Finding the quickest way out with Squid Escape

Over the last two weeks I have been traveling and haven't installed many new games on my iPhone. Bored about the usual suspects, one of the ones that has kept me entertained is the first foray in the App Store of Canadian indie developer Anonymality. And not only entertained, this is one of those simple casual games that without being absolutely brilliant, can keep you hooked for hours. 

Squid Escape [iTunes Link] is a physics-based vertical jumping game where you help a tiny squid called Sticky  to find the exit at the top of its 80 different levels. Clinging to rotating gears thanks to your sticky tentacles and hopping from platform to platform will be the only way to reach your goal—getting to the exit as fast as you can. 

The game controls are as simple as tapping on the screen to jump and wait for the spinning platforms to be aligned perfectly to progress upwards. Unlike similar platforming games that play with gravitational forces such as The Iconfactory's Astronut, Squid Escape uses real world physics. This means that your main enemy will be gravity itself as you try to reach the top of the level—something closer to Doodle Jump.  

While the game design isn't very original, the developer has put some effort to make the game challenging enough and suitable for all ages. Finishing a level with a top score requires a combination of perfect timing and planning to find the fastest route to get to the exit. In earlier levels you'll learn the basics of jumping and as you progress, the levels will increase its difficulty tweaking rotating speeds and introducing dangerous obstacles to avoid.

In the graphics department, everything seems correct—it's suited for Retina Display devices—perhaps with the only downside that the sticky squid is quite small and it feels a bit too heavy for its tiny size.

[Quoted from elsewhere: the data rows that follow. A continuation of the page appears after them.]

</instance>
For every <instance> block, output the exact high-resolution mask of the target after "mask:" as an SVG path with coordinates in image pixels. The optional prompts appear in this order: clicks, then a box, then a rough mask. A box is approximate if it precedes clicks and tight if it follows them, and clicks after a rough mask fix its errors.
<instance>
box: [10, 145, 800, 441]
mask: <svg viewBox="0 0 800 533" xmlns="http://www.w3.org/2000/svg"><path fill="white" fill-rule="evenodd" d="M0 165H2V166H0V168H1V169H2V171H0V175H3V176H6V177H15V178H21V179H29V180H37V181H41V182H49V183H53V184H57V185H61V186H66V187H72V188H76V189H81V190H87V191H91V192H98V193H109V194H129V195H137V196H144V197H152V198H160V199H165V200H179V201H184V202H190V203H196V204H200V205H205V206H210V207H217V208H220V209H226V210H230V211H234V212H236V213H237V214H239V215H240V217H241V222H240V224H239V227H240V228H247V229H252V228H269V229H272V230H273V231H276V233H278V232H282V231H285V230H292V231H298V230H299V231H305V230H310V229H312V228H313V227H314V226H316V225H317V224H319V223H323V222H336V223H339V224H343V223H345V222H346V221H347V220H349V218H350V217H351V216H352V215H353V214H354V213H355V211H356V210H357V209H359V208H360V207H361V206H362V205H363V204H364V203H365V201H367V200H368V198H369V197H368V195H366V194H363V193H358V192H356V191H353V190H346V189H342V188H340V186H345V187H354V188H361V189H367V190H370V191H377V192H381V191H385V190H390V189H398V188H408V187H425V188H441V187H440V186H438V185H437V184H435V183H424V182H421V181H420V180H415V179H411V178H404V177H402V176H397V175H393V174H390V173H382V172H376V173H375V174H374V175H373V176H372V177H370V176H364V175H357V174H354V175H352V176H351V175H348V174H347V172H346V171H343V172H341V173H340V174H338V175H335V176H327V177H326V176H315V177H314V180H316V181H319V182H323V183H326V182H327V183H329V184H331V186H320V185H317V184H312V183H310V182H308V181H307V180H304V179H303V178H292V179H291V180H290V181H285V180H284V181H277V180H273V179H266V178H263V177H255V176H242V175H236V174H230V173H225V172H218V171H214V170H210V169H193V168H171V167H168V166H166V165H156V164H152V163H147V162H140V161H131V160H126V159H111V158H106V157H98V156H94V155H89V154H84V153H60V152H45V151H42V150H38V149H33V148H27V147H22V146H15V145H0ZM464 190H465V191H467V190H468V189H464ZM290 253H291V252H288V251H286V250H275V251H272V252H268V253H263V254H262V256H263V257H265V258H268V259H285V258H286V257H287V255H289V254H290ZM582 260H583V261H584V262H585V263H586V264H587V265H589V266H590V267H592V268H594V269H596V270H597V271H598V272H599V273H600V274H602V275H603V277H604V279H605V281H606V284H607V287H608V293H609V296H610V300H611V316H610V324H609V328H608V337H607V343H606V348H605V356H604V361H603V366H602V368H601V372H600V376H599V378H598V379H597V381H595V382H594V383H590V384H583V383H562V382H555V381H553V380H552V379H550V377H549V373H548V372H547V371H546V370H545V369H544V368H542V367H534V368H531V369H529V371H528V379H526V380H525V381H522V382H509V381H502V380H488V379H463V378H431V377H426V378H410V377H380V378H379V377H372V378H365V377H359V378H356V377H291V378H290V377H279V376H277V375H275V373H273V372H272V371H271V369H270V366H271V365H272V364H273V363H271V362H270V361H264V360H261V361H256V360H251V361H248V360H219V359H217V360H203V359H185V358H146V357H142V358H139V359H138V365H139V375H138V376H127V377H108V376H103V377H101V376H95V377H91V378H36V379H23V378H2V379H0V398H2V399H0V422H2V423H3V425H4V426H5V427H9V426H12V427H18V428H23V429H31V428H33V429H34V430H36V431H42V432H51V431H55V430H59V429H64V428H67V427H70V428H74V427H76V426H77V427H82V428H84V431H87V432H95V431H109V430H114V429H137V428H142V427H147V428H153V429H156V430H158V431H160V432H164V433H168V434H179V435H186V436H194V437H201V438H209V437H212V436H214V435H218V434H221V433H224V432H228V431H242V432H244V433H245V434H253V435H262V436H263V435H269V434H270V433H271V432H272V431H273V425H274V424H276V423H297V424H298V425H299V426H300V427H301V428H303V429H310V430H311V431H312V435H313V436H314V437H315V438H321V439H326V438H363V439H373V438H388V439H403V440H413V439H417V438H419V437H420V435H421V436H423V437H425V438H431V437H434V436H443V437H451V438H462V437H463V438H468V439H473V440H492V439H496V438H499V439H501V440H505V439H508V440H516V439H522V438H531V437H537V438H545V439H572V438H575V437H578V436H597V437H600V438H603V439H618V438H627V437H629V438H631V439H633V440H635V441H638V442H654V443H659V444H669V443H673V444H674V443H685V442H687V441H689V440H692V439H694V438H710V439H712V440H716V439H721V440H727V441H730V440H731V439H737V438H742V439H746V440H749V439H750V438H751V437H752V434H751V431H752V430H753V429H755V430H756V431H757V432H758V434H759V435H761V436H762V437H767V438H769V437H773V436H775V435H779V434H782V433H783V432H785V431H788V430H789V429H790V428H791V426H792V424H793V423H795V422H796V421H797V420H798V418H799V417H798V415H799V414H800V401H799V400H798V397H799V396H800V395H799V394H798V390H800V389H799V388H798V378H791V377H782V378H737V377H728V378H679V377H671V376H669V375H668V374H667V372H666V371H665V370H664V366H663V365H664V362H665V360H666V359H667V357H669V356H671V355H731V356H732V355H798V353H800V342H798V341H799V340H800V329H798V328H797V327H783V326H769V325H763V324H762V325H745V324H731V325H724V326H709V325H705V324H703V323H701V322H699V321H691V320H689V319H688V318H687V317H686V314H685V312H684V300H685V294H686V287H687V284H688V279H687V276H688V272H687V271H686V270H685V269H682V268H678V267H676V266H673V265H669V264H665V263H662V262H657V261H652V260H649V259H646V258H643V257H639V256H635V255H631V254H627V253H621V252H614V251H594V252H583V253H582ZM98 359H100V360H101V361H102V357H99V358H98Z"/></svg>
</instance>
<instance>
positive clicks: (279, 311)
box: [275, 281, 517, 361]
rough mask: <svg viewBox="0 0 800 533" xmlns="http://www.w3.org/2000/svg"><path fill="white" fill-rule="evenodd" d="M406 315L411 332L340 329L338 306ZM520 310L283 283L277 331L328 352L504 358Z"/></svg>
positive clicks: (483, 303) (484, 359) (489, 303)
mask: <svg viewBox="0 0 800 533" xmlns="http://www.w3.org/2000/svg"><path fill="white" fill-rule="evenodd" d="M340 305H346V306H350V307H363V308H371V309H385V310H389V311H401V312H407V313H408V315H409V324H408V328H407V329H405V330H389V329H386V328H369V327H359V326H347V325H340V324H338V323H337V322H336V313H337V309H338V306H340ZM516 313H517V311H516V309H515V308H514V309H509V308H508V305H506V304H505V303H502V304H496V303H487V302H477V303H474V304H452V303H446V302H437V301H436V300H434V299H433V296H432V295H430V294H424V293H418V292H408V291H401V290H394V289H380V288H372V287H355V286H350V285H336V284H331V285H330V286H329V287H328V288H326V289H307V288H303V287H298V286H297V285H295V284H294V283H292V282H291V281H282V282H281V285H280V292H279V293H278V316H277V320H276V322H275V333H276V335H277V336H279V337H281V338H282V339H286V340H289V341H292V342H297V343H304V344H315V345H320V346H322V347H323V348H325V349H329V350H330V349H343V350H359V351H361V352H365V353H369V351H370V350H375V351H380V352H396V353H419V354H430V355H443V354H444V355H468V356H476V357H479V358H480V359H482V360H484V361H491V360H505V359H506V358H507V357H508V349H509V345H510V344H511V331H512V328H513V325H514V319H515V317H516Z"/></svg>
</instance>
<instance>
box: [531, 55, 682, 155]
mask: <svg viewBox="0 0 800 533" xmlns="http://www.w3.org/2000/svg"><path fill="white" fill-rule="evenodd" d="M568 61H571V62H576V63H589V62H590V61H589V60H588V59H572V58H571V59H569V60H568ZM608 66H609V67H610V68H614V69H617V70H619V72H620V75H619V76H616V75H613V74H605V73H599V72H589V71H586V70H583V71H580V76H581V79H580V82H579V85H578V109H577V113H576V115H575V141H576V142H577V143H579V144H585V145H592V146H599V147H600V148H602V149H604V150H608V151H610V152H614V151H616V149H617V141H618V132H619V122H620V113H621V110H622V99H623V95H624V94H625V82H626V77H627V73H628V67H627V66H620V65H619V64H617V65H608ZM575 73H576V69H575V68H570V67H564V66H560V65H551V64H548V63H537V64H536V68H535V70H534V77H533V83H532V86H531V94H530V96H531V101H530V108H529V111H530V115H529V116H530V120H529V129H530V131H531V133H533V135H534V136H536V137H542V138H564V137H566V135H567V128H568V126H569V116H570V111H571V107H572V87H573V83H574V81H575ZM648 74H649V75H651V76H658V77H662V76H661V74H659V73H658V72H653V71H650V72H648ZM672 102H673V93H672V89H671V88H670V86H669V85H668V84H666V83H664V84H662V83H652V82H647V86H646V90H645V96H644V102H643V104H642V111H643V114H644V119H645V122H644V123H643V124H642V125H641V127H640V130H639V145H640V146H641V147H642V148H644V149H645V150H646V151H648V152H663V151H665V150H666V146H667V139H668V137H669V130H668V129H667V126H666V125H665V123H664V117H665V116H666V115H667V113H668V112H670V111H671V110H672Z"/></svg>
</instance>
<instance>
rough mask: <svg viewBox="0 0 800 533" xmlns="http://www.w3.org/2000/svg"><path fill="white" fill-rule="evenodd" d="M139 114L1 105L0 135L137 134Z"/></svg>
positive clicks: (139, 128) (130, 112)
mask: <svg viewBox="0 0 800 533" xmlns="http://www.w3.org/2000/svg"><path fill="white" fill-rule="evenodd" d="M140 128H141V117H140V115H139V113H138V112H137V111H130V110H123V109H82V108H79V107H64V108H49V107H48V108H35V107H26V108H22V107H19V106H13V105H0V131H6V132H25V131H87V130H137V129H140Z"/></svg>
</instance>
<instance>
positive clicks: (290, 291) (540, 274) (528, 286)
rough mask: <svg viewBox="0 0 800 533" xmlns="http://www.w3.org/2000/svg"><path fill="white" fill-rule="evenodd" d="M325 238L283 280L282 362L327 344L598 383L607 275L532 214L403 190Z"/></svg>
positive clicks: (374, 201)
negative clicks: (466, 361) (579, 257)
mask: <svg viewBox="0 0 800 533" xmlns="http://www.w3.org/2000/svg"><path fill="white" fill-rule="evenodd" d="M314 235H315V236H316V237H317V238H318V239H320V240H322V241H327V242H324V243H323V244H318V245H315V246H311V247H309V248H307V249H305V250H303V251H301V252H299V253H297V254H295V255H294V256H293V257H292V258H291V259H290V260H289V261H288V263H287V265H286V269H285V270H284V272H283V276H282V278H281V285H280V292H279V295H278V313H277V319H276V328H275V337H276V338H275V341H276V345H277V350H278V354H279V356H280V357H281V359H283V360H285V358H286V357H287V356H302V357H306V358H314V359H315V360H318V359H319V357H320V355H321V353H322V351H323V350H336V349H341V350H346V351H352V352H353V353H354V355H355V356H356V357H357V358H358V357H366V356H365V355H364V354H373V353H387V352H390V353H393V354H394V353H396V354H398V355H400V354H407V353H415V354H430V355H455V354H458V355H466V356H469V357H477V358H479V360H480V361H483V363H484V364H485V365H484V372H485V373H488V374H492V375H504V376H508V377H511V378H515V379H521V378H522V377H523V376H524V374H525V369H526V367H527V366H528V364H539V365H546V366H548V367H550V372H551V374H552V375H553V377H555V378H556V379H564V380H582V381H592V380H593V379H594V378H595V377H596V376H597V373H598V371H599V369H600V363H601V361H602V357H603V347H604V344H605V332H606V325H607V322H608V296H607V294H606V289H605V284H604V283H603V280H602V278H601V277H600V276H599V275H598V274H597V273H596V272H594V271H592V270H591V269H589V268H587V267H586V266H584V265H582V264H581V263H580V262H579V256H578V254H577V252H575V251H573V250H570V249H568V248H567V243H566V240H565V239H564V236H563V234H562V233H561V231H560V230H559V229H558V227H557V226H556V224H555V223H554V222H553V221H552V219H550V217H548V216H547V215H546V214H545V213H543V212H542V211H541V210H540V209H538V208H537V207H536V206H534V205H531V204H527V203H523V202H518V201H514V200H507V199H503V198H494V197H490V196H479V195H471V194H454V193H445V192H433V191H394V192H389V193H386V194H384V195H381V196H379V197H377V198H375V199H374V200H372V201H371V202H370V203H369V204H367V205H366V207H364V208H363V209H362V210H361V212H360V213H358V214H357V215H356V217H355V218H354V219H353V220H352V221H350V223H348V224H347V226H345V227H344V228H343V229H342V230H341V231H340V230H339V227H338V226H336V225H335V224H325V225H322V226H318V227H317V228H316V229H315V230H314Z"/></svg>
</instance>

There's also a good effort making every level unique introducing different themes and new layouts in levels that would otherwise feel too similar to each other. The environments range from a nautical setting with rotating compasses, a canned food factory, a restaurant with evil cutlery and a kitchen with hot hobs.

Probably the most addictive part of Squid Escape is the difficulty to get a high score on the first attempt and the badly timed jumps that can happen too often. There's nothing more traumatic that falling down to the bottom of the level for been a bit too careless! I'd love to see some tilt implementation to at least direct the fall and hang onto something, since you can't move the squid when you fall free. 

For a first app, Anonymality has done more than decent job with a game that is incredibly easy to pick up and can get you hooked pretty easily. I love the vertical design that works so well in some iOS games and this is one of those. If I could improve the gameplay in any way it would be adding a "ghost" mode where you try to beat your highest score and compete against your best time. There is a lite version to try before you buy, so there's no excuse not to give it a shot if you are into casual platforming games.